Vier jaar heeft Lara Taveirne aan haar derde roman, Kerkhofblommenstraat, geschreven, zichzelf af en toe inpeperend dat dit echt de laatste wordt. Want het verhaal kostte haar veel zweet en af en toe zelfs een traan. Het boek ligt er, netjes op tijd voor de Boekenbeurs, en wordt goed onthaald. Hoog tijd voor Lara om het feestbeest in zichzelf los te laten, zou je denken. Ze lacht: “In tegenstelling tot wat velen lijken te denken, ben ik helemaal geen fuifnummer. Ik ben inderdaad nogal open naar anderen toe en vrolijk van aard, en allicht daardoor zien ze mij als een echte mensen-mens. Maar het tegengestelde is waar.”
“Soms tut ik mezelf helemaal op voor een feest en kruip dan alsnog in bed”
“Als kind al voelde ik feesten, en dat waren toen vooral familiefeesten, aan als iets waar ik verplicht naartoe moest. Ik hield niet van de drukte en het lawaai. Bovendien gaf zo’n feest me doorgaans het gevoel van een concurrentieslag: tantes, nichtjes en nonkels leken er elkaar altijd te willen overtroeven. En dat gevoel is altijd in mij blijven hangen. Ook als puber wilde ik maar één iets: alleen op mijn kamertje zitten en gerust gelaten worden. Mijn ouders zagen dat natuurlijk anders, zij wilden dat hun kinderen sociaal werden en mensen ontmoetten. Ik herinner me een oudejaarsavond waarop mijn moeder me naar een feestje stuurde en vroeg om eens te proberen om níét voor twee uur terug thuis te zijn. Ik heb me die hele avond in de tuin verstopt, tot het me aanvaardbaar leek om weer thuis te komen.”
Ze kan er niet echt de vinger op leggen, waar die tegenzin voor feesten vandaan komt. “Ik ben ook altijd erg onzeker geweest. Als ik dan al op een feest kom, kan je er gif op innemen dat er binnen het half uur iemand mij ergens op gewezen heeft: een pluisje in mijn haar, of een vlek op mijn kleed… Ik weet dat mensen het niet zo bedoelen, maar ik ervaar het als één groot complot tegen mij. En dat volstaat dan om meteen weg te willen.”

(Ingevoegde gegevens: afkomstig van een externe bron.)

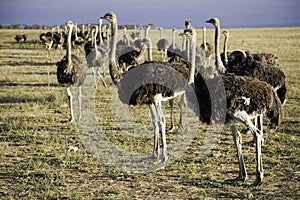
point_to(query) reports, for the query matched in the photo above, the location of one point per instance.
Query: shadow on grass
(26, 63)
(50, 98)
(5, 84)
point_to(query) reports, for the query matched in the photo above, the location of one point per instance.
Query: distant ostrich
(59, 39)
(207, 47)
(245, 98)
(95, 57)
(48, 40)
(71, 71)
(162, 45)
(173, 50)
(21, 39)
(262, 66)
(78, 41)
(147, 87)
(224, 55)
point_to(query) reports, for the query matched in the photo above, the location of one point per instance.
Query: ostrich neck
(113, 69)
(150, 51)
(173, 39)
(225, 48)
(69, 46)
(218, 60)
(204, 38)
(184, 43)
(192, 59)
(95, 39)
(100, 30)
(160, 33)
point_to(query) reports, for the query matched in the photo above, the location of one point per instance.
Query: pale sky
(164, 13)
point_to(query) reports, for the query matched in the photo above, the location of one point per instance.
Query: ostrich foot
(250, 143)
(258, 181)
(164, 159)
(239, 178)
(171, 129)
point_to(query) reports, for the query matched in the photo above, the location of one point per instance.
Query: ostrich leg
(71, 104)
(94, 76)
(258, 137)
(172, 127)
(162, 129)
(156, 130)
(79, 101)
(237, 139)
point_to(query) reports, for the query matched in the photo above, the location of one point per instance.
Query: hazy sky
(165, 13)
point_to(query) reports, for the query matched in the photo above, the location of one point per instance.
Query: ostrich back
(140, 84)
(73, 75)
(162, 44)
(270, 74)
(214, 103)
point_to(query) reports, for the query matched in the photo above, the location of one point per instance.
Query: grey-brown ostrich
(146, 84)
(162, 45)
(207, 47)
(21, 39)
(224, 54)
(245, 98)
(71, 71)
(261, 66)
(48, 40)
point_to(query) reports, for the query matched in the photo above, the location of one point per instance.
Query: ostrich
(78, 41)
(174, 51)
(21, 39)
(245, 98)
(253, 67)
(48, 40)
(224, 55)
(147, 87)
(147, 41)
(71, 71)
(162, 45)
(207, 47)
(94, 57)
(59, 39)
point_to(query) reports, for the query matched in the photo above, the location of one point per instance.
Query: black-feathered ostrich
(263, 66)
(146, 84)
(71, 71)
(245, 98)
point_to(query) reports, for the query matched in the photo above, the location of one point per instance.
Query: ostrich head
(69, 23)
(226, 33)
(189, 32)
(187, 24)
(111, 17)
(214, 21)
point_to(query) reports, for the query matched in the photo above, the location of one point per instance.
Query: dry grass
(34, 135)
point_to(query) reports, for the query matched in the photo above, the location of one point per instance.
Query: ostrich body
(147, 87)
(71, 71)
(162, 45)
(246, 98)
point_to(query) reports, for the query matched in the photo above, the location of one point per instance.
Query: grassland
(34, 134)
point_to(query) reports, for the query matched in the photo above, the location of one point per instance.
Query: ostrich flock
(249, 85)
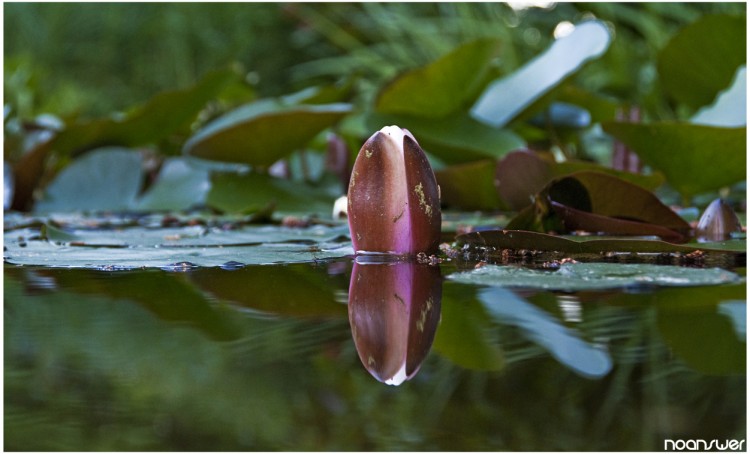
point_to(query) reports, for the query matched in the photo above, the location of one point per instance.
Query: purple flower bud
(718, 222)
(394, 200)
(394, 310)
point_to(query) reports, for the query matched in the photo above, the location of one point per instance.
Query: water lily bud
(394, 200)
(718, 222)
(394, 310)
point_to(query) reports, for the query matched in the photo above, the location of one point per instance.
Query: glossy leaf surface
(702, 58)
(441, 87)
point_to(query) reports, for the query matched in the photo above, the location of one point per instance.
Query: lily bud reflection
(394, 310)
(393, 197)
(718, 222)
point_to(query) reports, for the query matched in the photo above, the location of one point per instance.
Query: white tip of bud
(340, 208)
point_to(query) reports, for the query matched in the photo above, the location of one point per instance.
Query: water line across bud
(393, 197)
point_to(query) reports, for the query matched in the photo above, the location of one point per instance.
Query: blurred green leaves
(262, 132)
(702, 58)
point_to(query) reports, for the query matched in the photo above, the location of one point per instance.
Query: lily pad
(563, 343)
(694, 158)
(175, 249)
(702, 58)
(572, 277)
(522, 174)
(441, 87)
(179, 186)
(262, 132)
(505, 99)
(729, 109)
(454, 139)
(105, 179)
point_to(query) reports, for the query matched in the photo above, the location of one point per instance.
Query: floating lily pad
(455, 139)
(594, 276)
(176, 249)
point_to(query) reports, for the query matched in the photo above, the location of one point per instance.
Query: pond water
(264, 358)
(161, 334)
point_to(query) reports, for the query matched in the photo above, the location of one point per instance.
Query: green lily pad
(573, 277)
(455, 139)
(597, 202)
(252, 192)
(174, 249)
(162, 115)
(262, 132)
(534, 241)
(702, 58)
(694, 158)
(505, 99)
(441, 87)
(105, 179)
(729, 109)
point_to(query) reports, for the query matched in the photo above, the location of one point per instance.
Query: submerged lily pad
(441, 87)
(174, 249)
(594, 276)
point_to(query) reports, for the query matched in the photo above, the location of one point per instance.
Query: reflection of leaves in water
(595, 276)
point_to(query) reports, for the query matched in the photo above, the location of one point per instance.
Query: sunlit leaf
(504, 99)
(162, 115)
(563, 343)
(233, 193)
(702, 58)
(469, 186)
(441, 87)
(694, 158)
(572, 277)
(105, 179)
(729, 108)
(454, 139)
(262, 132)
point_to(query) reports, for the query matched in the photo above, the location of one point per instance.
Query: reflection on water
(263, 358)
(394, 310)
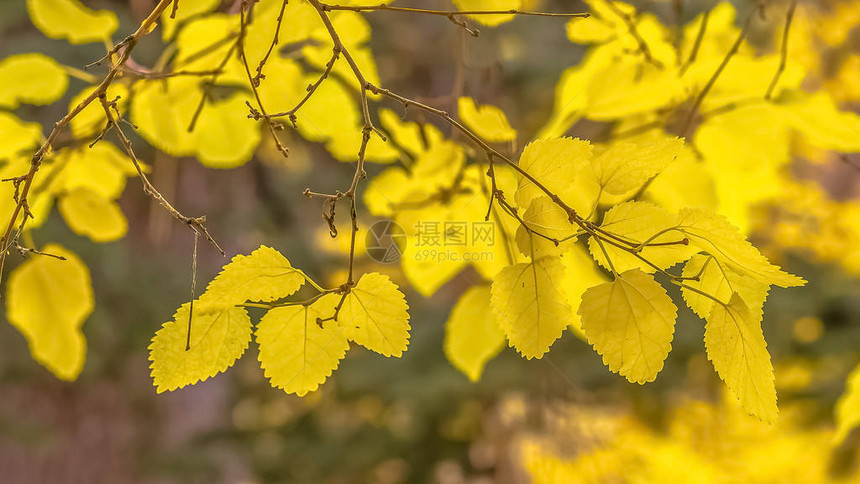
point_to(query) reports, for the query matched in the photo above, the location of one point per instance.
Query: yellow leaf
(224, 136)
(721, 283)
(219, 336)
(489, 20)
(554, 163)
(587, 30)
(263, 275)
(744, 151)
(89, 213)
(426, 263)
(571, 96)
(48, 300)
(488, 121)
(17, 137)
(631, 322)
(848, 407)
(546, 218)
(627, 165)
(641, 223)
(714, 234)
(580, 274)
(736, 346)
(375, 315)
(529, 306)
(31, 79)
(71, 20)
(188, 9)
(296, 352)
(472, 334)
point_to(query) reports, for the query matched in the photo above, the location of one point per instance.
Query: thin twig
(710, 84)
(273, 130)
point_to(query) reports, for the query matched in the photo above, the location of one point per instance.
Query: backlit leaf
(736, 346)
(472, 334)
(714, 234)
(529, 305)
(48, 300)
(627, 165)
(374, 315)
(219, 336)
(631, 322)
(296, 352)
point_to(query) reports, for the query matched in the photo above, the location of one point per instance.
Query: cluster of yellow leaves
(301, 343)
(701, 443)
(49, 299)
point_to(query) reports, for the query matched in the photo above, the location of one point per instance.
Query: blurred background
(379, 420)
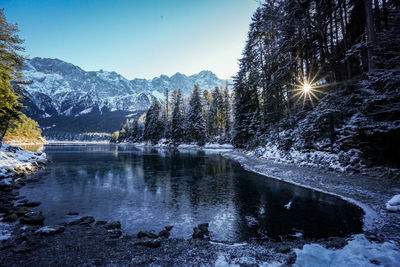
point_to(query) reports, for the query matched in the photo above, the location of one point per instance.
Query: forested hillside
(318, 84)
(321, 76)
(25, 130)
(203, 117)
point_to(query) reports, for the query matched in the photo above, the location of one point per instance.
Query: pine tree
(195, 126)
(227, 111)
(11, 63)
(214, 114)
(153, 129)
(177, 127)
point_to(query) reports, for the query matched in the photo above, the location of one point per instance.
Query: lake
(147, 189)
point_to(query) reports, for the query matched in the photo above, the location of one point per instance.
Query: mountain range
(68, 101)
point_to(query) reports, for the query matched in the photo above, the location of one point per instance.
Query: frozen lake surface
(148, 189)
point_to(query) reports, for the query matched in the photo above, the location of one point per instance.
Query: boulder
(149, 243)
(164, 234)
(10, 217)
(22, 210)
(201, 231)
(33, 217)
(51, 230)
(32, 204)
(147, 234)
(169, 227)
(83, 221)
(113, 225)
(114, 233)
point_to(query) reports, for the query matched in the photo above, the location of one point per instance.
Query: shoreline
(376, 216)
(95, 239)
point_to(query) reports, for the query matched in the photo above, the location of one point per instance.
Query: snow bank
(393, 204)
(224, 260)
(342, 161)
(358, 252)
(15, 160)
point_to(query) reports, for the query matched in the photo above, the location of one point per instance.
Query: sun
(307, 89)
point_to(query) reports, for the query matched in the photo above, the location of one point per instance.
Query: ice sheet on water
(393, 204)
(358, 252)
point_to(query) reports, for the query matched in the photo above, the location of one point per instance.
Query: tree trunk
(371, 34)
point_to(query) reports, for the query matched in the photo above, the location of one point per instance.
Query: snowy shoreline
(14, 161)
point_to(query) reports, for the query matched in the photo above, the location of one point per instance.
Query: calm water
(148, 189)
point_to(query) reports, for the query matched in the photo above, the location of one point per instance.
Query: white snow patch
(393, 204)
(85, 111)
(358, 252)
(224, 260)
(14, 157)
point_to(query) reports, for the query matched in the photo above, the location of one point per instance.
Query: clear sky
(136, 38)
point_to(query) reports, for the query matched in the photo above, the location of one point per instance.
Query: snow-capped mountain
(61, 91)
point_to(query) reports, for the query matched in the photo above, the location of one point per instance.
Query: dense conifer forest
(314, 76)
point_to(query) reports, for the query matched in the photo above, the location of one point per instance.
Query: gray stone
(33, 217)
(83, 221)
(164, 233)
(113, 225)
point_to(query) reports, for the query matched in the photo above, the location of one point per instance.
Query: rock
(33, 217)
(83, 221)
(143, 234)
(113, 225)
(393, 204)
(51, 230)
(149, 243)
(169, 227)
(10, 217)
(32, 204)
(203, 227)
(197, 233)
(22, 210)
(164, 234)
(23, 248)
(114, 233)
(201, 231)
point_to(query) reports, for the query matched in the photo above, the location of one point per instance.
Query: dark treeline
(203, 117)
(14, 125)
(346, 51)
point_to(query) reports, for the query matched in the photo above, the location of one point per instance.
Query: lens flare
(307, 89)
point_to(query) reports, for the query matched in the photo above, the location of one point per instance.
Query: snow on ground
(5, 231)
(339, 162)
(358, 252)
(14, 159)
(225, 260)
(393, 204)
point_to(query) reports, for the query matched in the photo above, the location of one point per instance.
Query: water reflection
(148, 189)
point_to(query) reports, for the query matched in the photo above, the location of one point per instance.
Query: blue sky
(138, 39)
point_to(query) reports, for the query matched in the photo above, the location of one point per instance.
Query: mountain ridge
(62, 91)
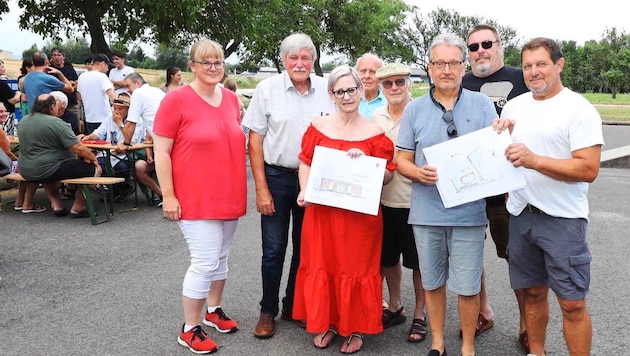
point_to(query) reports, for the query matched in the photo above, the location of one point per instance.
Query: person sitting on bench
(50, 152)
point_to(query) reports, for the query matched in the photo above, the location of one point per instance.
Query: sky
(564, 21)
(554, 19)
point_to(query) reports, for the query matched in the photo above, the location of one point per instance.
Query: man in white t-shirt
(120, 71)
(146, 101)
(96, 91)
(557, 137)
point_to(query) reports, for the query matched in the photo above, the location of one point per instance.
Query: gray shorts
(453, 253)
(548, 250)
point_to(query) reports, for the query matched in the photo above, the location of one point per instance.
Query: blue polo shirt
(422, 126)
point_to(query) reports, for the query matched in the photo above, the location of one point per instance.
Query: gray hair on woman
(342, 71)
(294, 43)
(448, 39)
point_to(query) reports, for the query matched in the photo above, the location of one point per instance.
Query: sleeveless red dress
(339, 282)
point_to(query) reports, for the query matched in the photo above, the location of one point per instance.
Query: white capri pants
(209, 243)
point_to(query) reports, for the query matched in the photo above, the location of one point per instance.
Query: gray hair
(294, 43)
(369, 55)
(448, 39)
(135, 78)
(342, 71)
(60, 96)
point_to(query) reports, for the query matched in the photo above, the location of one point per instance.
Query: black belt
(533, 209)
(283, 169)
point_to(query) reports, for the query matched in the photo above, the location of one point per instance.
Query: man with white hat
(395, 203)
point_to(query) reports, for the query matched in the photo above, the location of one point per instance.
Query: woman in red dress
(338, 286)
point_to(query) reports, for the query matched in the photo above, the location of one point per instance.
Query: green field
(610, 109)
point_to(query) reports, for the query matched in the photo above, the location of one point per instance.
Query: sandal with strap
(393, 318)
(418, 327)
(323, 336)
(349, 340)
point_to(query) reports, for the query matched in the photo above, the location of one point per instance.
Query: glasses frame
(400, 82)
(340, 94)
(205, 65)
(453, 65)
(451, 129)
(474, 47)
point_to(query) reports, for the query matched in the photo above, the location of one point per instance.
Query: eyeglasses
(207, 64)
(451, 130)
(454, 65)
(340, 94)
(400, 82)
(474, 47)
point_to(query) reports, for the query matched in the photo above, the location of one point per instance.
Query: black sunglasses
(451, 130)
(387, 84)
(474, 47)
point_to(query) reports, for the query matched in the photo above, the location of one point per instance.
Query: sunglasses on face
(400, 82)
(339, 94)
(474, 47)
(451, 130)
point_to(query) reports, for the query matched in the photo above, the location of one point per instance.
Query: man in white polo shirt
(96, 91)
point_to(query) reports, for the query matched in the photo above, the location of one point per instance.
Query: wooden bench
(101, 185)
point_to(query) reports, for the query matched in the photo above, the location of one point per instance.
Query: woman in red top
(200, 164)
(338, 287)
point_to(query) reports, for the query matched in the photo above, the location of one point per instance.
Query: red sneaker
(197, 341)
(219, 321)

“Een rol die ik op feesten wél graag speel, is die van muurbloem”, vertelt ze. “Zo ga ik graag naar het Boekenbal, een jaarlijks evenement in Amsterdam waar veel schrijvers samenkomen. Niemand kent me daar en dan geniet ik ervan om er naar de mooie kleedjes en schoenen te kijken, naar hoe mensen zich er gedragen, hoe ze langzaam dronken worden… Dat kan ik uren volhouden zonder er een triest gevoel bij te krijgen. Maar van zodra de aandacht naar mij verschuift en er dingen van mij worden verwacht, gaat het snel mis.”
Vol verwachting naar een feest toeleven, is een gevoel dat jij niet kent?
“Neen, en toch vind ik dan dikwijls wel de moed om mezelf helemaal op te zetten voor een feest. Mezelf mooi maken vind ik heel plezant, daar komen dan soms zelfs stukken vals haar aan te pas, en een bijzonder kleed. Maar het gebeurt niet zelden dat ik dan helemaal opgetut ben en alsnog gewoon ga slapen in plaats van te vertrekken naar het feest. Ik weet dat dat absurd is, hoor.”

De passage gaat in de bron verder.